Riceviamo il seguente comunicato dal “Laboratorio Civico” di Rende:

“A Rende il traffico non è più un semplice disagio quotidiano. È diventato il simbolo di un’amministrazione che continua a ignorare una realtà evidente agli occhi di tutti.

Nei giorni scorsi, con il ritorno delle scuole a pieno regime, è bastato il normale flusso di studenti, famiglie, lavoratori e pendolari per riportare la città nel caos. Code interminabili, rallentamenti, incroci congestionati e tempi di percorrenza sempre più lunghi hanno trasformato ancora una volta la mobilità urbana in un percorso a ostacoli.

Ma il problema non si limita al fastidio degli automobilisti. Significa più carburante consumato, più emissioni inquinanti, più rumore, più tempo sottratto alla vita delle persone. Significa anche penalizzare le attività economiche e commerciali, costrette a fare i conti con una viabilità che non riesce più a distribuire e governare in modo efficace i flussi della città.

Eppure non si tratta di un evento imprevedibile.

Era esattamente ciò che avrebbe dovuto essere valutato prima di modificare l’assetto della circolazione. Da mesi cittadini, commercianti e rappresentanti istituzionali segnalano criticità legate ai cambi di senso di marcia, allo spartitraffico di via Kennedy e ad altri interventi che hanno profondamente inciso sulla viabilità cittadina.

Il tema è arrivato anche in Consiglio comunale, dove è stata chiesta una discussione seria sull’aumento dei flussi di traffico, sull’ascolto della cittadinanza e sulla necessità di dotare Rende di un vero Piano Urbano della Mobilità Sostenibile.

Nonostante tutto, l’amministrazione continua a procedere come se nulla stesse accadendo.

Ma quante prove servono ancora?

Una città non si governa disegnando sulla carta una viabilità che nella pratica genera imbottigliamenti. Non si governa modificando sensi di marcia, realizzando spartitraffico o intervenendo su intersezioni e rotatorie senza una valutazione approfondita degli effetti complessivi sulla mobilità urbana. E soprattutto non si governa ignorando ciò che accade quando la città torna a vivere la sua normalità.

Il punto politico, ormai, è evidente.

Perché il sindaco continua a rimanere indifferente agli appelli di cittadini, pendolari e operatori economici?
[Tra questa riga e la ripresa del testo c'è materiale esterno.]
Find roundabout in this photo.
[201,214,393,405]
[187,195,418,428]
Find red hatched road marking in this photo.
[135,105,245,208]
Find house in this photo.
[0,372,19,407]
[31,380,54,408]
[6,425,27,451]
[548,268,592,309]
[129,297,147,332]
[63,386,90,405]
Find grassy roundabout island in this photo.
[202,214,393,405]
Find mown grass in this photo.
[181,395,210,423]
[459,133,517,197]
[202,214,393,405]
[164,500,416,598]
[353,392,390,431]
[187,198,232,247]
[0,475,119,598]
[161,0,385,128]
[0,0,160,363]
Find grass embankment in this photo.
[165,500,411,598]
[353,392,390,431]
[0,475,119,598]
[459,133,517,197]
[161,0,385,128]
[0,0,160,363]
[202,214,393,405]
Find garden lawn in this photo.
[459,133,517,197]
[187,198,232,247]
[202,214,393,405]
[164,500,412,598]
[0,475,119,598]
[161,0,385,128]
Perché non si apre finalmente una riflessione seria su un modello di mobilità che, alla prova dei fatti, non sta producendo i risultati promessi?
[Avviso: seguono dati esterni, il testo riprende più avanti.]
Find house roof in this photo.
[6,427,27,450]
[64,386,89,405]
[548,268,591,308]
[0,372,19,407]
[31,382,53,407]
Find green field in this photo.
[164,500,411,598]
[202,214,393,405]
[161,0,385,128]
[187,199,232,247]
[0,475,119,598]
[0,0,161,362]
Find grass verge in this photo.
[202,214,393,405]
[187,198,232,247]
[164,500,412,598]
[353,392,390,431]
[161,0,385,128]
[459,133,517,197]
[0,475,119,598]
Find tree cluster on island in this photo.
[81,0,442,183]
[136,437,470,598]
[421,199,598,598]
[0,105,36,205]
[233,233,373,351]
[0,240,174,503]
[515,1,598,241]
Non chiediamo miracoli. Chiediamo buon senso, capacità di ascolto e disponibilità a confrontarsi con la realtà. Chiediamo il coraggio di correggere scelte che si stanno dimostrando inefficaci.

Perché tornare sui propri passi quando una decisione non funziona non rappresenta una sconfitta politica.

Rappresenta, al contrario, il senso più autentico dell’amministrare.

Oggi Rende ha bisogno di questo: meno ostinazione, meno interventi frammentati e scollegati tra loro, più programmazione e una visione organica della mobilità urbana, capace di tenere insieme scuola, lavoro, commercio, ambiente e qualità della vita.

Il traffico non è una lamentela da social network.

È una questione politica, economica e sociale. E continuare a far finta di niente non è più un’opzione.”